How much epoxy do I need for a garage floor?
Epoxy is sold by the kit (or the gallon), so the goal is to turn your floor's square footage into a whole number of kits. The formula this calculator uses is:
Kits = floor area × coats ÷ coverage per kit, rounded up
Floor area is simply length × width. We multiply by the number of coats, divide by the area a single kit covers in one coat — about 250 sq ft for a standard one-car DIY kit — and round up, since you can't buy part of a kit. A handy rule of thumb: a 2-car garage with two coats needs roughly two 2-car kits (or four 1-car kits).
Epoxy coverage by product type
Coverage is per kit (or gallon), for a single coat. Bare, porous, or freshly ground concrete drinks up the first coat, so it covers less — lower the coverage value to match. Match the number to whatever your product's label states.
| Product | Coverage (1 coat) |
|---|---|
| 1-car DIY epoxy kit | 200–300 sq ft |
| 2-car DIY epoxy kit | 450–550 sq ft |
| 100% solids epoxy (per gallon, ~10 mil) | 150–200 sq ft |
| Bare / porous concrete (first coat) | Use the low end |
Garage floor size reference
Not sure of your square footage? These are typical garage sizes — but always measure your own floor, since dimensions vary.
| Garage | Typical size | Floor area |
|---|---|---|
| 1-car | 12 × 20 ft | ~240 sq ft |
| 2-car | 20 × 20 ft | ~400 sq ft |
| 2-car (large) | 24 × 24 ft | ~576 sq ft |
| 3-car | 30 × 22 ft | ~660 sq ft |
Planning your coats: primer, color, and topcoat
- One coat — a single colored epoxy coat. Budget option; fine for light-use floors but wears faster.
- Two coats — a colored base coat plus a clear topcoat. The most common DIY setup; the topcoat adds durability and locks in flakes.
- Three coats — a primer first, then base and topcoat. Best for bare, porous, or high-traffic floors. Set coats to 3.
Tips for a garage floor that lasts
- Prep is everything. Degrease, fix cracks, then acid-etch or diamond-grind so the epoxy can bond. Most failures trace back to skipped prep.

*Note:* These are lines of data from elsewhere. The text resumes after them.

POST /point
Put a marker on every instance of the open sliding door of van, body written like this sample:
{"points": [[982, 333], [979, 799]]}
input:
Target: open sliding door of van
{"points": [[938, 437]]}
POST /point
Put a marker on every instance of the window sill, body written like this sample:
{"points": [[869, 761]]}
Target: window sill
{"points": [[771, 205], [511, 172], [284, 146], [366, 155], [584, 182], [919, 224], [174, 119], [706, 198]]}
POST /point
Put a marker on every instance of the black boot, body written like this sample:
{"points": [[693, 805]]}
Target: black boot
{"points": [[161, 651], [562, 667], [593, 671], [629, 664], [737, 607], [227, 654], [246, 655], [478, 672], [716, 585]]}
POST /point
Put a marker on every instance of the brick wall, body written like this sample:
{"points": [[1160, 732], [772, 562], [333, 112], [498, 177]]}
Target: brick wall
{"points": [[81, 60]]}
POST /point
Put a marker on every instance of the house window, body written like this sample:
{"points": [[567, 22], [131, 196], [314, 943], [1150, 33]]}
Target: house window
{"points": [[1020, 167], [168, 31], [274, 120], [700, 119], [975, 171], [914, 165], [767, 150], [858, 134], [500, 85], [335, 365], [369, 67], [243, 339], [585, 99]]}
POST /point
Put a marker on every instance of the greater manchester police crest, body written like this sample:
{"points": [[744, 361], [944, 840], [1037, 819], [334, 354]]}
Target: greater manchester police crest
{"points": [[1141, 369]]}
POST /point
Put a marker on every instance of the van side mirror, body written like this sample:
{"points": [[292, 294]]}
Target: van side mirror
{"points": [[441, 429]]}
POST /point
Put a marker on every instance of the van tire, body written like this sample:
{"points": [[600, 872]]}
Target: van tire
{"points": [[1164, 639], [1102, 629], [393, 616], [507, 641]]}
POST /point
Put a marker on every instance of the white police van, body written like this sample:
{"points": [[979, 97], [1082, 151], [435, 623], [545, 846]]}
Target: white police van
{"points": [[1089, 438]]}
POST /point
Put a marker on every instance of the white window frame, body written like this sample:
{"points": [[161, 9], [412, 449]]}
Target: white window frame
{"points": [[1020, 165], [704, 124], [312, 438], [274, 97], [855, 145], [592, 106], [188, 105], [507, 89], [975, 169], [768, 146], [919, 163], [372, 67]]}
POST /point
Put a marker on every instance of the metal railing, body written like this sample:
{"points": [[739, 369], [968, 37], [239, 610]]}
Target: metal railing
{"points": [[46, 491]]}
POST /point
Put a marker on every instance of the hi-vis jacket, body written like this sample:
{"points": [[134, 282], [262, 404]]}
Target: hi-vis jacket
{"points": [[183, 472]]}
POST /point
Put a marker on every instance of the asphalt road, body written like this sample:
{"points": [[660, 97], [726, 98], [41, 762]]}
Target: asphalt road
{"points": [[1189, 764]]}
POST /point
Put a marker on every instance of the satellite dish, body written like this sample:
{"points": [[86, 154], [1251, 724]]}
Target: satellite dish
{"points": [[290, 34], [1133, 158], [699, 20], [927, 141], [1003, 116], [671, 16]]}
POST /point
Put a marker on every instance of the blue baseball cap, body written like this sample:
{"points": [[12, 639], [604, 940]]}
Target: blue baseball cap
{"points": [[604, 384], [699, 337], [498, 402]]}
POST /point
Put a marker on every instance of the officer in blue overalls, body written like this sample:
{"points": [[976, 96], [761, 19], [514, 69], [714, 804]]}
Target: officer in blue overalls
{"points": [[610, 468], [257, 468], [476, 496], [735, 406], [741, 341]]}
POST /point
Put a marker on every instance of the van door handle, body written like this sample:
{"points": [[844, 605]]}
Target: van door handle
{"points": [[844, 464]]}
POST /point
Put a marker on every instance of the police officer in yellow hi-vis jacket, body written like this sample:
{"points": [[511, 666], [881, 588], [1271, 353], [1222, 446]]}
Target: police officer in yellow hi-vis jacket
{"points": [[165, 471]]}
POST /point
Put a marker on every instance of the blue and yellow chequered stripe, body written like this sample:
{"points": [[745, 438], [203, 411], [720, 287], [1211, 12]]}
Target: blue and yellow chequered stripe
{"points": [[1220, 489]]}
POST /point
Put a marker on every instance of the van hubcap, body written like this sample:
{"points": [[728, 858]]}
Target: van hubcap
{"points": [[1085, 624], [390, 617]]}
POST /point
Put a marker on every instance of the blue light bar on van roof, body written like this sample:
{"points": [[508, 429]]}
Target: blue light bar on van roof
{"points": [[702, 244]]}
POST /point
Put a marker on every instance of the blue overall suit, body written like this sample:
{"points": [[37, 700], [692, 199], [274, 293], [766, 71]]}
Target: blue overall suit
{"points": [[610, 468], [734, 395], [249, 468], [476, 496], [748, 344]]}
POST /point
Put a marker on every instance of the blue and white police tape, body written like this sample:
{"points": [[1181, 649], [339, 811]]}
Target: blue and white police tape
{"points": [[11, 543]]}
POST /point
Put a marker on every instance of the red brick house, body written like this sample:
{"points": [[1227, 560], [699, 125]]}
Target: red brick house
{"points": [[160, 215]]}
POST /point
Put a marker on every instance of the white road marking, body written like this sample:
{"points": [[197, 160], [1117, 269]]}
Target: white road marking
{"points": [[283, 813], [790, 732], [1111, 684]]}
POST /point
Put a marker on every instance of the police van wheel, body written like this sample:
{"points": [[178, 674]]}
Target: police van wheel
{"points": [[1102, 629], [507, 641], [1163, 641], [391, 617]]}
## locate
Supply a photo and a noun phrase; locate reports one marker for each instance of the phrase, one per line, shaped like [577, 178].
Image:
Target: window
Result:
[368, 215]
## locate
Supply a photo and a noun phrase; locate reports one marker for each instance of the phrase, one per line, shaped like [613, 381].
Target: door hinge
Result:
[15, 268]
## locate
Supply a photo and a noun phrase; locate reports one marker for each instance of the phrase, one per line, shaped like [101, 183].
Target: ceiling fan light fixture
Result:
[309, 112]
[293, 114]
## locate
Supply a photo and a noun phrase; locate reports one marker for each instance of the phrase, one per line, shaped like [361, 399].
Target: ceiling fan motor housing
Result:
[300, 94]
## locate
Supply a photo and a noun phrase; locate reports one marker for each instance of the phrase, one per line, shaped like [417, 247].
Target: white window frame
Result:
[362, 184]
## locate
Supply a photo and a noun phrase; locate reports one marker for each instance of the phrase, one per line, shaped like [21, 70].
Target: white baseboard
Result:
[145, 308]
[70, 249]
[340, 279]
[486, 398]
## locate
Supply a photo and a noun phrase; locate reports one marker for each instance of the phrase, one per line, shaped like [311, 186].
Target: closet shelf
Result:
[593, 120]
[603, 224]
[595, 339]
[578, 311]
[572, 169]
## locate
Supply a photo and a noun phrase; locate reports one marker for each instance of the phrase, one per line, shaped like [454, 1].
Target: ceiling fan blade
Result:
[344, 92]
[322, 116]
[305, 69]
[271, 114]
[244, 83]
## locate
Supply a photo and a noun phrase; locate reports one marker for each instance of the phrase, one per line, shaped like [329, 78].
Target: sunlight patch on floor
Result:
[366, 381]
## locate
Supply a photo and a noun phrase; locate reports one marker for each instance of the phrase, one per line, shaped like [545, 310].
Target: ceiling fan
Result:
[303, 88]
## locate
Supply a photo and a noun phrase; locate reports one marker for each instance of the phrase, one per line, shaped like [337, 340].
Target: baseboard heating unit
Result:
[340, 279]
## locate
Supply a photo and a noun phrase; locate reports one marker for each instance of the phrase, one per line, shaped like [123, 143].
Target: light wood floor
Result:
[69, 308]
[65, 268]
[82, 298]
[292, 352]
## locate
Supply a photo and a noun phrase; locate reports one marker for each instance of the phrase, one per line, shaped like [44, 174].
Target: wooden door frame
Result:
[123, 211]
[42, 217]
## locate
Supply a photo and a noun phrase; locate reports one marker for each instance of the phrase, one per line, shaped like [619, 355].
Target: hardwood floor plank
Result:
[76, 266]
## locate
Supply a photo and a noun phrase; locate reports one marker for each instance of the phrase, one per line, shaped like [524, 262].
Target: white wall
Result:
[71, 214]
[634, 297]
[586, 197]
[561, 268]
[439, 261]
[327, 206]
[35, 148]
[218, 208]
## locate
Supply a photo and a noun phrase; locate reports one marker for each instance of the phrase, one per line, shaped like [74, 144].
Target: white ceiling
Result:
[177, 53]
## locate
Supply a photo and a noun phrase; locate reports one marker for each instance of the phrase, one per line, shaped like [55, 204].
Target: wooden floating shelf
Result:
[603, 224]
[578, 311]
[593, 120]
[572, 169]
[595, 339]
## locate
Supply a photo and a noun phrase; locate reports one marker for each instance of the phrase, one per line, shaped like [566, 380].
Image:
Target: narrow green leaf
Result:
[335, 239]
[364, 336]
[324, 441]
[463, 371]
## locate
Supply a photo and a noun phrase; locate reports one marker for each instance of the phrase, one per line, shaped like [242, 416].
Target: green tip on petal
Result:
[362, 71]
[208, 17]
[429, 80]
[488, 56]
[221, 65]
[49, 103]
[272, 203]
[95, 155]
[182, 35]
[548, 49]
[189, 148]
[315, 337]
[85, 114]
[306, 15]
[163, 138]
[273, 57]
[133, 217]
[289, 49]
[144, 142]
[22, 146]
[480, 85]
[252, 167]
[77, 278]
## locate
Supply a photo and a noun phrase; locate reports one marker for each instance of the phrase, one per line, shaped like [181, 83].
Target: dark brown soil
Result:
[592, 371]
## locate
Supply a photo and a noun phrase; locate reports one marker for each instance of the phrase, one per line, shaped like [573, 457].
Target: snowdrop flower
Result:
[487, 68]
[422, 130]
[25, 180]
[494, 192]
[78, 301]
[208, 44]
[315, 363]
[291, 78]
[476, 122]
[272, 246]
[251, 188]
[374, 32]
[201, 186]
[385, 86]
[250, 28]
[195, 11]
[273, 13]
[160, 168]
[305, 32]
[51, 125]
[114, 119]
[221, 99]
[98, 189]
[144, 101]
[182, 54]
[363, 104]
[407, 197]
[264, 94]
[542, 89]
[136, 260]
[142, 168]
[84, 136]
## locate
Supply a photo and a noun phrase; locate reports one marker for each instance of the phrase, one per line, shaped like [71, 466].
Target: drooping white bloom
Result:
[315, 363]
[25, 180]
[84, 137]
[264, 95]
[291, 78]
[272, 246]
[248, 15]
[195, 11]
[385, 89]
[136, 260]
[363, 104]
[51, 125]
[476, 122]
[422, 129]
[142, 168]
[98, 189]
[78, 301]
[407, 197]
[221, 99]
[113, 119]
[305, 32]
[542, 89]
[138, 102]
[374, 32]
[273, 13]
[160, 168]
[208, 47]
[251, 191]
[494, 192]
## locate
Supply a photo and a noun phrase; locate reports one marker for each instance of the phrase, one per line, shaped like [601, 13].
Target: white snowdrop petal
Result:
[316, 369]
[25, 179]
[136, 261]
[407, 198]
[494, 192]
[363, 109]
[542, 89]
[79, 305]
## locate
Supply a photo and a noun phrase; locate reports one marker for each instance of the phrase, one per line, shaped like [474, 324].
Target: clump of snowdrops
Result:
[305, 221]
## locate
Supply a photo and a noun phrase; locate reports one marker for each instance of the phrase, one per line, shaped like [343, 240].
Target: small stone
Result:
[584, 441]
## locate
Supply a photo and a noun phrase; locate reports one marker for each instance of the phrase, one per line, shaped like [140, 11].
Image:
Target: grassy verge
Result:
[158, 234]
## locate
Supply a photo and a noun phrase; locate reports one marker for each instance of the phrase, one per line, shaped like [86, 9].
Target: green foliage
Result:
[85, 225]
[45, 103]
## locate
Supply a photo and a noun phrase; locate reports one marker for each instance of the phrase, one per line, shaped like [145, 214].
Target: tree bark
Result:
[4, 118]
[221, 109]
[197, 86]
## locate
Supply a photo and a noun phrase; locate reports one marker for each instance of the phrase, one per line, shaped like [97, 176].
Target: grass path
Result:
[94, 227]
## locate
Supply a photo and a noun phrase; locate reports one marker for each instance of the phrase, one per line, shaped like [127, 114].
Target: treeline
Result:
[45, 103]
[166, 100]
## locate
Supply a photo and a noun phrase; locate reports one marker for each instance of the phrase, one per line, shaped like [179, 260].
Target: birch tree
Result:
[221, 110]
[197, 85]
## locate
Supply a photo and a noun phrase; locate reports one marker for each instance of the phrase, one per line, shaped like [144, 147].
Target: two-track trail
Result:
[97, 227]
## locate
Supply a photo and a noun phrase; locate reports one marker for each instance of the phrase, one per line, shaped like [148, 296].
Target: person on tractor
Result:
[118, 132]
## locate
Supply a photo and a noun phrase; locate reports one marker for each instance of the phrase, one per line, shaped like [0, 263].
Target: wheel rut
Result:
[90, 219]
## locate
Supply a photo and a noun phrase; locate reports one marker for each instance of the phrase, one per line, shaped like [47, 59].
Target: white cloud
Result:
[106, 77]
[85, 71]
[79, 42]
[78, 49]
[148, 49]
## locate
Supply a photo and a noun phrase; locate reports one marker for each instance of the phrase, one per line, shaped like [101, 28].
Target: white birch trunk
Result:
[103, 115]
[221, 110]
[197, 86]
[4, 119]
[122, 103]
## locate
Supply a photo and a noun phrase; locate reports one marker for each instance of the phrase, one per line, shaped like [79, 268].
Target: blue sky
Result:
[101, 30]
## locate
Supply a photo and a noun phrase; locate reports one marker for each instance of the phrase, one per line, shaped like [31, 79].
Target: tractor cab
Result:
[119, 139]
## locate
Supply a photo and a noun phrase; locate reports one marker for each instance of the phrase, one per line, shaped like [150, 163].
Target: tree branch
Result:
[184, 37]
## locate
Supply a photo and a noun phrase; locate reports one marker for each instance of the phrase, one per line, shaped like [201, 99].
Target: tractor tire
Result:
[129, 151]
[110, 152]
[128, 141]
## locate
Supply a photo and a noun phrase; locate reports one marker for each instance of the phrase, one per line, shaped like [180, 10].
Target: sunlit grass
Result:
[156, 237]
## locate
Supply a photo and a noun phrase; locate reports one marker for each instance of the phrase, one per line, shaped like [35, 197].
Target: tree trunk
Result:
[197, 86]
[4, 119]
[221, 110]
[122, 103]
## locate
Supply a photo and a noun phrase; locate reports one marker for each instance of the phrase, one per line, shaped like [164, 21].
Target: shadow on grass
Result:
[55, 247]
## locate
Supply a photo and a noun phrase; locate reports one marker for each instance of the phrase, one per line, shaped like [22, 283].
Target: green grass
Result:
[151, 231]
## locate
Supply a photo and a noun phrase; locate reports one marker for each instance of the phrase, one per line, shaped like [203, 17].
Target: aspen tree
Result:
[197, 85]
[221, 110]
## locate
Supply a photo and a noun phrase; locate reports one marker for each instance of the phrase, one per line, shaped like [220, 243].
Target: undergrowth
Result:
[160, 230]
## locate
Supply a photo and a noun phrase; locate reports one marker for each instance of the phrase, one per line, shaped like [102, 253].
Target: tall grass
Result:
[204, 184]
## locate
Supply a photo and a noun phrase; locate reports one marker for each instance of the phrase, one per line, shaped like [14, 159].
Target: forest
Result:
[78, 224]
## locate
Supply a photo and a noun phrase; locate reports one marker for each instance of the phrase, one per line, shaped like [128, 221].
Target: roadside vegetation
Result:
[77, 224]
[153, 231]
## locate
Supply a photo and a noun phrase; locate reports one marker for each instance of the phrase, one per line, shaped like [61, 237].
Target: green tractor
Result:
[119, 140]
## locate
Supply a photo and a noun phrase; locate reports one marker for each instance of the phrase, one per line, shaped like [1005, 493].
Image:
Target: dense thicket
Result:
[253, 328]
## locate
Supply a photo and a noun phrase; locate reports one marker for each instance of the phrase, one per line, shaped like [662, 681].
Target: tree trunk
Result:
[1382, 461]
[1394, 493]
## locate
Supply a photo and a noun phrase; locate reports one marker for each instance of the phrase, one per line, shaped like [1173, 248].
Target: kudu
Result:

- Test for moisture. Tape a plastic sheet to the slab overnight; condensation underneath means moisture is rising and epoxy won't stick. Cure new concrete ~28 days first.
- Watch the pot life. Mixed two-part epoxy starts curing fast — only mix what you can roll out in the working time on the label, and work in sections.
- Mind the temperature. Apply at about 60–85°F on a dry day. Cold slabs slow curing; hot ones shorten your working time.
- Buy a little extra. Running out mid-coat leaves a visible lap line, so round up and keep a spare kit on hand for big floors.